Edge of Tomorrow - 4.5/5
It is a video game movies in all of the obvious ways, but also in the more subtle ways that you learn at 3am when trying to beat the final boss in Metal Gear: Solid. It’s fun, it’s repetitive, and it’s frustrating. So fucking frustrating. This movie is funny, interesting, and its repetitions rarely feel repititious, but more than anything, it captures that frustration of having to beat the game. You can’t go to sleep until you beat the game. You lose so many times but you just can’t not win. Beyond that, it does most everything else right. Tom Cruise’s relationship with Emily Blunt isn’t romantic, though she is beautiful and strong and worthy of some romance, but built on the bonds of fighting next to someone over and over and over and over again.
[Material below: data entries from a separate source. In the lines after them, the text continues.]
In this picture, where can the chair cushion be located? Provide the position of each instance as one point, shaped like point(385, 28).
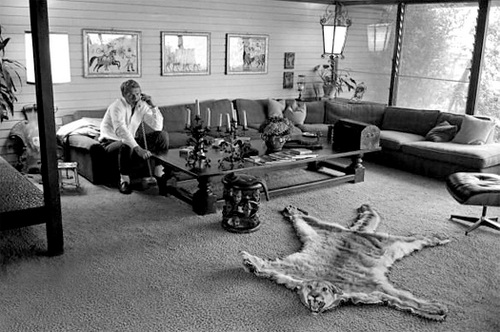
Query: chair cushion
point(475, 188)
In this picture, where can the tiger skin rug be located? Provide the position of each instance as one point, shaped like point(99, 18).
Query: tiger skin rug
point(338, 264)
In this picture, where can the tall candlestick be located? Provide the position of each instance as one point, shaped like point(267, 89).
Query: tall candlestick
point(233, 112)
point(244, 119)
point(188, 120)
point(209, 115)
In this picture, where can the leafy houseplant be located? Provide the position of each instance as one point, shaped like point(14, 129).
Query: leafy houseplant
point(8, 74)
point(334, 81)
point(275, 131)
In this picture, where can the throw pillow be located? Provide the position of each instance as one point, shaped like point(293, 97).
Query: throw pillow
point(443, 132)
point(296, 112)
point(473, 131)
point(275, 108)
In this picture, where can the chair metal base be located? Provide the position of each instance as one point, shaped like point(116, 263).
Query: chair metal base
point(482, 221)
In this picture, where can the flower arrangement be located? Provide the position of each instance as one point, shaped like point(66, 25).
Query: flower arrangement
point(276, 126)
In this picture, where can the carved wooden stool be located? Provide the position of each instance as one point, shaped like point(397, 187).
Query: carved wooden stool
point(67, 167)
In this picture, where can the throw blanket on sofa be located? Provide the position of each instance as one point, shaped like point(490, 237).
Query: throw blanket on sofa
point(85, 126)
point(338, 264)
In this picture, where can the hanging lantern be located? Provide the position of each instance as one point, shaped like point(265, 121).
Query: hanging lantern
point(335, 24)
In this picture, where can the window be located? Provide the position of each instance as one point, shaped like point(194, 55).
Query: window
point(436, 53)
point(372, 67)
point(488, 97)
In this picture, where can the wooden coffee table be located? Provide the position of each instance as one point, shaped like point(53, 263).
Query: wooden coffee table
point(204, 200)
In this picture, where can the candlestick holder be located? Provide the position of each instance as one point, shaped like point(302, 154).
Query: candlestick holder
point(198, 139)
point(235, 148)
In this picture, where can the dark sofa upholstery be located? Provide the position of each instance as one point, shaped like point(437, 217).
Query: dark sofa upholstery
point(402, 135)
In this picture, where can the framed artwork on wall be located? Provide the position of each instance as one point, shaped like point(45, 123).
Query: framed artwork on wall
point(246, 54)
point(111, 53)
point(289, 60)
point(288, 80)
point(185, 53)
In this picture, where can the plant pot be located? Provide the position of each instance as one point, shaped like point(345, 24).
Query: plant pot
point(275, 143)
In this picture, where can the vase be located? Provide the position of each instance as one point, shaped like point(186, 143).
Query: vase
point(329, 91)
point(275, 143)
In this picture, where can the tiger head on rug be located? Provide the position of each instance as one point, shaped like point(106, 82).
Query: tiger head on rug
point(318, 295)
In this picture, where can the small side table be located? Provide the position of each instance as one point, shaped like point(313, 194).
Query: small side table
point(68, 166)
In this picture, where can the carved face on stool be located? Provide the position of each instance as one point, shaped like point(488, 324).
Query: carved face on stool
point(318, 295)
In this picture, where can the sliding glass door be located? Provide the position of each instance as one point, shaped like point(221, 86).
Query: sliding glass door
point(436, 54)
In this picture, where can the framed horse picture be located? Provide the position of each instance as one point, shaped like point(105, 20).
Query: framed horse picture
point(111, 53)
point(185, 53)
point(246, 54)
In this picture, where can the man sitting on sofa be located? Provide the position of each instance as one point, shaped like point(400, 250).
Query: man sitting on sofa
point(120, 131)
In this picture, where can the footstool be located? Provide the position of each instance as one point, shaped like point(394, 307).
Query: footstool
point(475, 189)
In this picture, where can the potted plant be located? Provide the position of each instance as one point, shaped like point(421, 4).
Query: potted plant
point(275, 131)
point(8, 75)
point(334, 81)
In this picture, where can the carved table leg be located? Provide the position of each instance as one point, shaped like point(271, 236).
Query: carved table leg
point(356, 167)
point(313, 166)
point(204, 200)
point(168, 182)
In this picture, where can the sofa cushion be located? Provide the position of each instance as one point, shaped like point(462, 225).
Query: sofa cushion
point(177, 139)
point(296, 112)
point(443, 132)
point(175, 116)
point(256, 110)
point(315, 112)
point(415, 121)
point(218, 110)
point(315, 128)
point(82, 142)
point(470, 156)
point(393, 140)
point(474, 131)
point(275, 108)
point(452, 118)
point(371, 113)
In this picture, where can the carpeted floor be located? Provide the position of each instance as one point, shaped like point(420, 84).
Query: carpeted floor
point(148, 263)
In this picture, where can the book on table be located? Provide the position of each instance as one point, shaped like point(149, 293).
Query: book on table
point(300, 151)
point(279, 157)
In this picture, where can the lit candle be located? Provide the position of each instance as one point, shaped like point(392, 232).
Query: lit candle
point(244, 119)
point(188, 120)
point(209, 115)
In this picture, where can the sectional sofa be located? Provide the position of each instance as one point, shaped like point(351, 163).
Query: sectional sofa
point(427, 142)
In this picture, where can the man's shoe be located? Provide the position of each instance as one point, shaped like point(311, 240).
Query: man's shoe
point(125, 188)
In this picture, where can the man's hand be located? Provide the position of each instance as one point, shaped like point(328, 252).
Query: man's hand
point(147, 99)
point(143, 153)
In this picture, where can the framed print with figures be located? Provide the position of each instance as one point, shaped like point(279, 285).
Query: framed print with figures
point(246, 54)
point(111, 53)
point(185, 53)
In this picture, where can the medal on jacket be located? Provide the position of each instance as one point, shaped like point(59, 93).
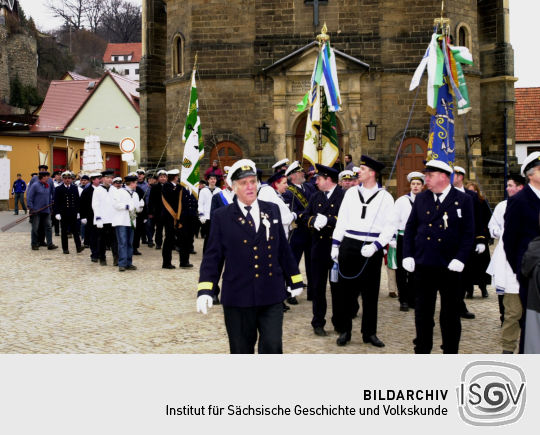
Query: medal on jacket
point(266, 224)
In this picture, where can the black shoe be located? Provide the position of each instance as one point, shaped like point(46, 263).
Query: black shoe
point(186, 266)
point(292, 300)
point(319, 330)
point(343, 338)
point(374, 340)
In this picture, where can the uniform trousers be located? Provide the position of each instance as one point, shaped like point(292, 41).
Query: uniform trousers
point(321, 263)
point(106, 239)
point(404, 279)
point(367, 280)
point(245, 323)
point(69, 225)
point(427, 281)
point(300, 242)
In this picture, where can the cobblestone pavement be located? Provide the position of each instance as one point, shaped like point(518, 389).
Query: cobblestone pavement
point(56, 303)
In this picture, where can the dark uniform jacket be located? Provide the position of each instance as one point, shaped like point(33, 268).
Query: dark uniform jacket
point(86, 210)
point(521, 225)
point(428, 241)
point(255, 268)
point(66, 200)
point(319, 203)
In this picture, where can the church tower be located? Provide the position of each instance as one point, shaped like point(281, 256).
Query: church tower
point(255, 61)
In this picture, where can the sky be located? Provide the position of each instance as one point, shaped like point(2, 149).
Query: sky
point(523, 19)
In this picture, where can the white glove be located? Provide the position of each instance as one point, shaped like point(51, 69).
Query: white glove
point(456, 266)
point(295, 292)
point(495, 232)
point(368, 250)
point(480, 248)
point(334, 253)
point(408, 264)
point(203, 303)
point(320, 221)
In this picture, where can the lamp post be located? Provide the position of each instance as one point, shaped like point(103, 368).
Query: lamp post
point(372, 130)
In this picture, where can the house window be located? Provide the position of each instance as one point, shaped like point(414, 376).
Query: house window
point(463, 33)
point(178, 55)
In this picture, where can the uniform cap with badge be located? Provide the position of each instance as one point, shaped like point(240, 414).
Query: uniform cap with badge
point(530, 161)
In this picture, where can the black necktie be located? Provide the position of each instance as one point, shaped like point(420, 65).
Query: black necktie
point(249, 218)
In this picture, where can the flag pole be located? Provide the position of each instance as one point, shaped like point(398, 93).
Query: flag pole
point(323, 37)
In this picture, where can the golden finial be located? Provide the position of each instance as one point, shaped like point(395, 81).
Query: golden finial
point(323, 36)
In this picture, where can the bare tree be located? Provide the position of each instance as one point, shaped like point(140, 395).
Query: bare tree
point(122, 21)
point(71, 11)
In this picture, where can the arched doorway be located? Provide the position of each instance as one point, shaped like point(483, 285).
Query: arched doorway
point(299, 141)
point(412, 156)
point(226, 153)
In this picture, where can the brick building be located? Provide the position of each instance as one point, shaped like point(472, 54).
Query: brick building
point(255, 62)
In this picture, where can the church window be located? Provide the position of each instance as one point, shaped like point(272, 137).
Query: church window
point(178, 55)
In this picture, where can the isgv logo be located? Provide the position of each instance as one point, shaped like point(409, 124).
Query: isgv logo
point(491, 393)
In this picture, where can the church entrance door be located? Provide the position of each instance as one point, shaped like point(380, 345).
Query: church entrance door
point(412, 156)
point(226, 153)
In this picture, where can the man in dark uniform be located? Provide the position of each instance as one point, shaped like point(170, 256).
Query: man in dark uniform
point(87, 216)
point(155, 207)
point(297, 198)
point(249, 237)
point(320, 217)
point(66, 210)
point(438, 241)
point(481, 237)
point(521, 225)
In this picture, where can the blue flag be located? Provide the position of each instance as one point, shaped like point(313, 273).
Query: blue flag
point(441, 145)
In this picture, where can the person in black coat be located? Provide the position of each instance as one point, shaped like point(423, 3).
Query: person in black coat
point(87, 216)
point(66, 210)
point(438, 241)
point(297, 197)
point(320, 218)
point(249, 238)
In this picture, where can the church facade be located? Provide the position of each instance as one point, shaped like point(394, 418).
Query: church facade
point(255, 59)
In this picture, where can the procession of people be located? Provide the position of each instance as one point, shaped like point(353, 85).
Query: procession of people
point(343, 224)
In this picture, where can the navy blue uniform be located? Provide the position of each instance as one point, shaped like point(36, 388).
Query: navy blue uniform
point(297, 199)
point(67, 205)
point(256, 269)
point(321, 245)
point(433, 246)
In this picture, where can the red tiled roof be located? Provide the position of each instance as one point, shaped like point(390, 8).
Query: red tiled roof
point(133, 48)
point(527, 114)
point(128, 87)
point(63, 100)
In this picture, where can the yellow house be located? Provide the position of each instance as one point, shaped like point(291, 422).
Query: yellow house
point(73, 109)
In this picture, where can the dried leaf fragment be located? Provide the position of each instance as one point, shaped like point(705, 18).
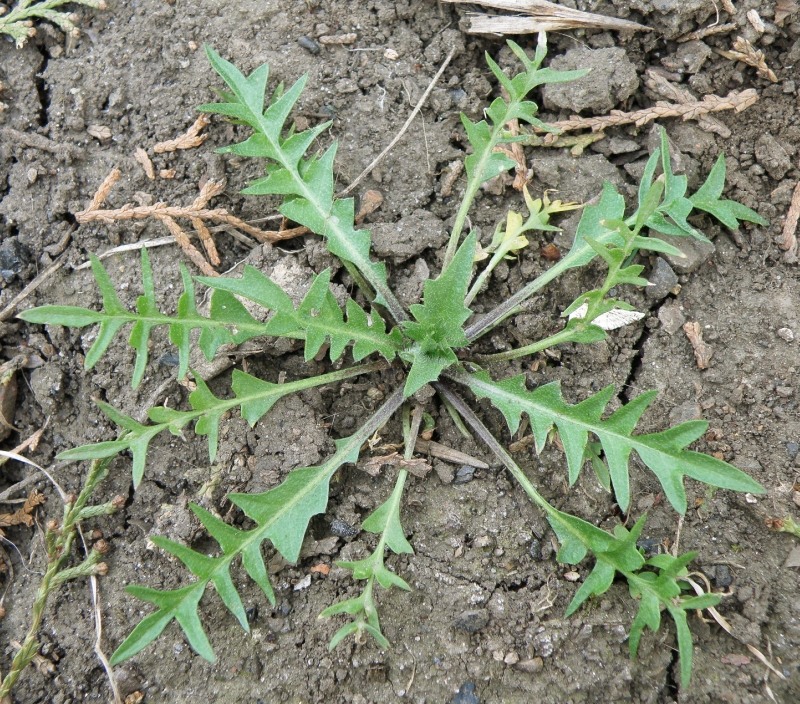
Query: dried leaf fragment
point(745, 52)
point(544, 17)
point(789, 235)
point(198, 214)
point(141, 156)
point(735, 100)
point(189, 140)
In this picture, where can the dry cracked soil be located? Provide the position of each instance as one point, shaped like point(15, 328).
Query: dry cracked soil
point(485, 619)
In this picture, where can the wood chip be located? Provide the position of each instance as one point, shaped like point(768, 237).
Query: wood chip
point(755, 20)
point(189, 140)
point(544, 17)
point(338, 39)
point(144, 160)
point(702, 352)
point(788, 241)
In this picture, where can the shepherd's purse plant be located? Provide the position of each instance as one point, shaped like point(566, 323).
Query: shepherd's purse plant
point(432, 345)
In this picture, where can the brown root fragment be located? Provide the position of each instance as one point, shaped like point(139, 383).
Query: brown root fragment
point(735, 100)
point(189, 140)
point(543, 17)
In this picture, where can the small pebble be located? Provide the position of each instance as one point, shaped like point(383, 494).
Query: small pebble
point(342, 529)
point(472, 620)
point(722, 577)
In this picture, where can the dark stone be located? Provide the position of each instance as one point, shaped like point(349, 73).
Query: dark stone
point(342, 529)
point(14, 257)
point(472, 620)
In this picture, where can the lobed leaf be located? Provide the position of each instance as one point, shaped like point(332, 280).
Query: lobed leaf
point(664, 453)
point(307, 183)
point(281, 516)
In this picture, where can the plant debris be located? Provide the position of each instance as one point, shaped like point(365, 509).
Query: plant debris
point(543, 17)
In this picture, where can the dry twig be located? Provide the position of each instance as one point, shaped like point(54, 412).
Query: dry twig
point(197, 213)
point(744, 51)
point(735, 100)
point(660, 85)
point(189, 140)
point(403, 129)
point(543, 17)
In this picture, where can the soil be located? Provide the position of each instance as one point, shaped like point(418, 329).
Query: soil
point(484, 622)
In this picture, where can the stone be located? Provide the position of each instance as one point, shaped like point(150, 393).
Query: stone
point(773, 156)
point(662, 280)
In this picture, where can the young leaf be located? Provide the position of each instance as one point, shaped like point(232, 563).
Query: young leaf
point(307, 183)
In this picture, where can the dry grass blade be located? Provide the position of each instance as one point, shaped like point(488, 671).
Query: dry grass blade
point(22, 516)
point(708, 31)
point(744, 51)
point(789, 236)
point(544, 17)
point(735, 100)
point(189, 140)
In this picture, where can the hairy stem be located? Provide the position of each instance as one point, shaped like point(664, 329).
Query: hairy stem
point(59, 542)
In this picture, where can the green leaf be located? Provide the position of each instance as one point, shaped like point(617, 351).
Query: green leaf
point(664, 453)
point(728, 212)
point(307, 183)
point(438, 324)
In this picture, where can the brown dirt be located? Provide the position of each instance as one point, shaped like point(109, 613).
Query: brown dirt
point(479, 546)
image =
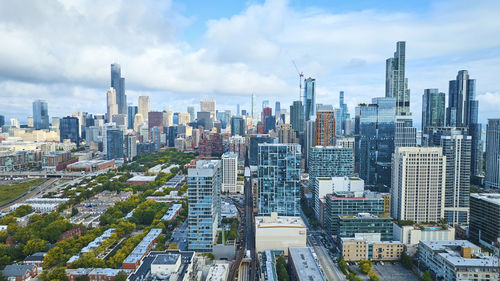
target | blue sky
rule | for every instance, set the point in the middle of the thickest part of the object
(179, 52)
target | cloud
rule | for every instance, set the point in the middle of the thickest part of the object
(58, 50)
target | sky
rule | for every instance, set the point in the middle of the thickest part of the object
(179, 52)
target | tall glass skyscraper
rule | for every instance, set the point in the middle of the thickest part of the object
(396, 84)
(309, 98)
(375, 144)
(40, 115)
(118, 83)
(279, 179)
(204, 216)
(433, 109)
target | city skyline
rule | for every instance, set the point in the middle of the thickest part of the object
(355, 69)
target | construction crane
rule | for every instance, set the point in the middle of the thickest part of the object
(301, 75)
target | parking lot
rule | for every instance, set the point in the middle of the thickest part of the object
(396, 272)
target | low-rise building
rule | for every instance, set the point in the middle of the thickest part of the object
(303, 265)
(457, 260)
(412, 234)
(270, 230)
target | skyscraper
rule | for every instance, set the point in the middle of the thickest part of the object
(118, 83)
(297, 116)
(396, 84)
(111, 104)
(309, 98)
(132, 111)
(69, 129)
(204, 188)
(463, 112)
(418, 184)
(143, 106)
(279, 179)
(493, 154)
(40, 115)
(433, 109)
(325, 128)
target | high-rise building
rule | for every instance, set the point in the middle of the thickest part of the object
(208, 106)
(462, 111)
(433, 109)
(111, 105)
(325, 128)
(328, 161)
(396, 84)
(143, 106)
(69, 129)
(40, 115)
(279, 179)
(118, 83)
(297, 116)
(493, 154)
(376, 126)
(309, 98)
(114, 144)
(204, 188)
(238, 126)
(418, 184)
(132, 111)
(229, 172)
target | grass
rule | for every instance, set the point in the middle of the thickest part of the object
(11, 191)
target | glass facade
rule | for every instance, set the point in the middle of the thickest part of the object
(279, 179)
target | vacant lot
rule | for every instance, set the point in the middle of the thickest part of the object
(11, 191)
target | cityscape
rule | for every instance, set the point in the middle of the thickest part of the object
(299, 181)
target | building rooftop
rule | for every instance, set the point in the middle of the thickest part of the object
(305, 264)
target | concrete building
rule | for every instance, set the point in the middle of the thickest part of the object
(484, 223)
(269, 233)
(418, 184)
(229, 172)
(303, 265)
(413, 234)
(457, 260)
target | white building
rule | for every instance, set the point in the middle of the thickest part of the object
(418, 184)
(457, 260)
(229, 172)
(279, 233)
(412, 234)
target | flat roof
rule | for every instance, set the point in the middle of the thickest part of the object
(305, 264)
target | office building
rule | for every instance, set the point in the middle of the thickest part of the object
(111, 105)
(229, 172)
(69, 129)
(365, 223)
(269, 232)
(143, 106)
(118, 83)
(457, 260)
(492, 173)
(303, 265)
(433, 109)
(132, 111)
(376, 129)
(204, 187)
(279, 179)
(484, 223)
(325, 128)
(208, 106)
(309, 98)
(396, 83)
(297, 116)
(40, 115)
(418, 184)
(114, 144)
(328, 162)
(238, 126)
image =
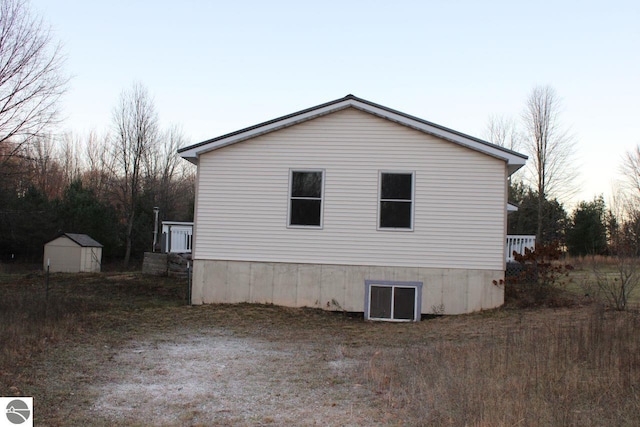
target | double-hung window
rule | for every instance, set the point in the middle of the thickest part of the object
(395, 207)
(305, 198)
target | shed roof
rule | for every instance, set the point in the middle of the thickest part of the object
(82, 240)
(514, 160)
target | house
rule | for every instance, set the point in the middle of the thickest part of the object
(73, 253)
(353, 206)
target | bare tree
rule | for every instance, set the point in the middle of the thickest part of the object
(630, 171)
(135, 136)
(503, 131)
(551, 149)
(31, 78)
(99, 165)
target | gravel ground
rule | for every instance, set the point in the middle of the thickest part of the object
(215, 378)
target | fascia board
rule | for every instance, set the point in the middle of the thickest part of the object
(514, 160)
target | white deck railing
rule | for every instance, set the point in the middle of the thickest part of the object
(177, 237)
(517, 244)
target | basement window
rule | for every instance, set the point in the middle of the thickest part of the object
(393, 301)
(305, 198)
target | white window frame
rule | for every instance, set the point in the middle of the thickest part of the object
(380, 200)
(289, 198)
(393, 284)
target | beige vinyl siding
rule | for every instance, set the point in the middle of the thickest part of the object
(459, 211)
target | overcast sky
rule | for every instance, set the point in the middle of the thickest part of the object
(217, 66)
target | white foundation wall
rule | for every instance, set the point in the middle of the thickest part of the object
(340, 287)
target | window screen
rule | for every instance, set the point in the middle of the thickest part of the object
(305, 204)
(393, 301)
(396, 200)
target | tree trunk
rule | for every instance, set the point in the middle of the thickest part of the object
(127, 254)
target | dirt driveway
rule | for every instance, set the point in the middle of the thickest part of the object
(218, 365)
(213, 377)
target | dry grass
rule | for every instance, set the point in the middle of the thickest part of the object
(561, 366)
(585, 372)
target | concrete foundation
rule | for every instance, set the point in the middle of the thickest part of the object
(341, 287)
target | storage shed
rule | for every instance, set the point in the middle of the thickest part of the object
(73, 253)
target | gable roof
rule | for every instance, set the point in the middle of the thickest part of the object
(82, 240)
(514, 160)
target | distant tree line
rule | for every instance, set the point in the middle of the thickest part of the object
(105, 186)
(592, 228)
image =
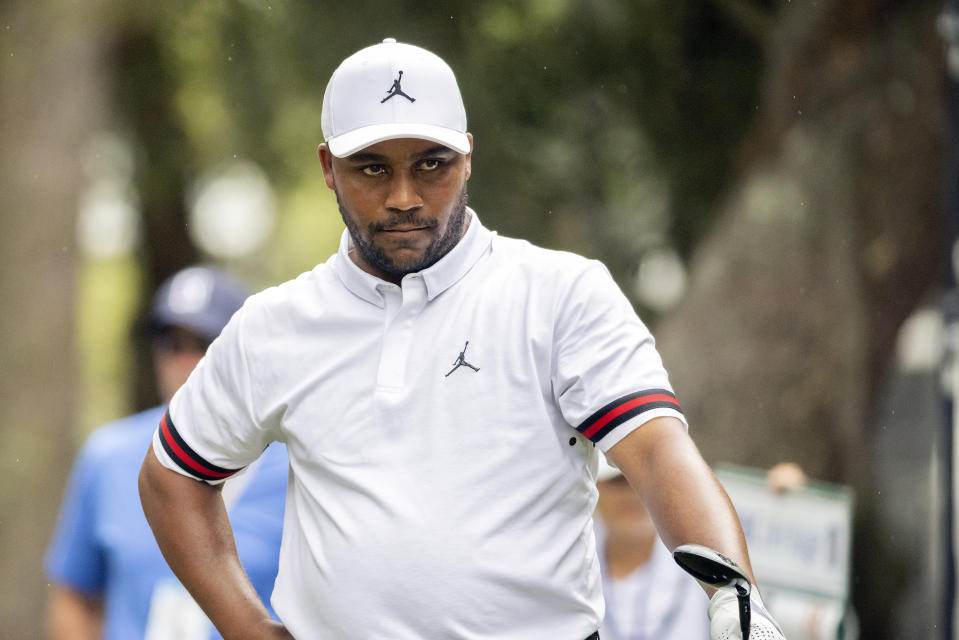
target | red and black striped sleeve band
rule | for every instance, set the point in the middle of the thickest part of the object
(186, 458)
(619, 411)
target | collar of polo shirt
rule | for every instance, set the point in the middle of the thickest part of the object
(438, 278)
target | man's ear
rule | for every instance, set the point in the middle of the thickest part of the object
(326, 161)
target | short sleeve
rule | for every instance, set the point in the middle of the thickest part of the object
(608, 377)
(211, 429)
(74, 557)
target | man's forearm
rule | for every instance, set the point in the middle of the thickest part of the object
(683, 496)
(192, 530)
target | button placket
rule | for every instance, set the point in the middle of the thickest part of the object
(398, 331)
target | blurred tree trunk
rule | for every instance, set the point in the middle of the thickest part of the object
(825, 243)
(145, 94)
(51, 89)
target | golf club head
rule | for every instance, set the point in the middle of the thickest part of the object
(709, 566)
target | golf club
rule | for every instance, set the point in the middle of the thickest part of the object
(715, 569)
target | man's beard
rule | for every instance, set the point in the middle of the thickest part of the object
(434, 251)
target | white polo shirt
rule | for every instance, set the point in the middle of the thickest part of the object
(440, 437)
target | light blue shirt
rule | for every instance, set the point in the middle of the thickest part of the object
(103, 545)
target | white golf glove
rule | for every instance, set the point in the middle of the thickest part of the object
(724, 618)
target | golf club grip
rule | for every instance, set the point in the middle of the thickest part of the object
(745, 613)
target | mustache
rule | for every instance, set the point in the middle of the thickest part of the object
(396, 219)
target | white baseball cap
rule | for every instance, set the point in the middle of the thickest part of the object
(392, 90)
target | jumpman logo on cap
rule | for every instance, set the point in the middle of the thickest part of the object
(461, 361)
(395, 90)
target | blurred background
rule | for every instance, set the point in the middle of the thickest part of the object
(772, 183)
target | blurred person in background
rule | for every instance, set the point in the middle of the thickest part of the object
(108, 577)
(648, 596)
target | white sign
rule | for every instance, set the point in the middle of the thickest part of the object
(798, 540)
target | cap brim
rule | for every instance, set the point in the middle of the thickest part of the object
(349, 143)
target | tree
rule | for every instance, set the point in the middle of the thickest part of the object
(823, 245)
(52, 96)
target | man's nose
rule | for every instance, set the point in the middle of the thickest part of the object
(403, 194)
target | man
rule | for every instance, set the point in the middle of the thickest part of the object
(108, 577)
(428, 498)
(648, 597)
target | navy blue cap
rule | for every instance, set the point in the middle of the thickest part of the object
(201, 299)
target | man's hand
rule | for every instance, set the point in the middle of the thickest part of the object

Their one shared kiss isn’t even romantic; it’s more of respect and kinship. “Thank you for fighting next to me.” “Thank you for believing me.” A kiss of shared reality. And all of it rests extraordinarily well on Tom Cruise’s shoulders. He gets to be the coward, the hero, the pawn, the mastermind, the shat upon, and the shitter of upon. The ending has this extraordinarily large chance to turn cheesy, but Tom Cruise smiles this dumb-shit smile and all is forgiven. He’s a goddamned movie star. This is how they do, bay-bee. In terms of flaws – with a few lines and odd wardrobe choices, it make its secondary characters bigger than they ever needed to be, but it doesn’t follow through with giving all of them a moment to live or die. The biggest, though, is that fucking title. “All You Need Is Kill” is an all-time great name. I hope they retroactively go back and fix it.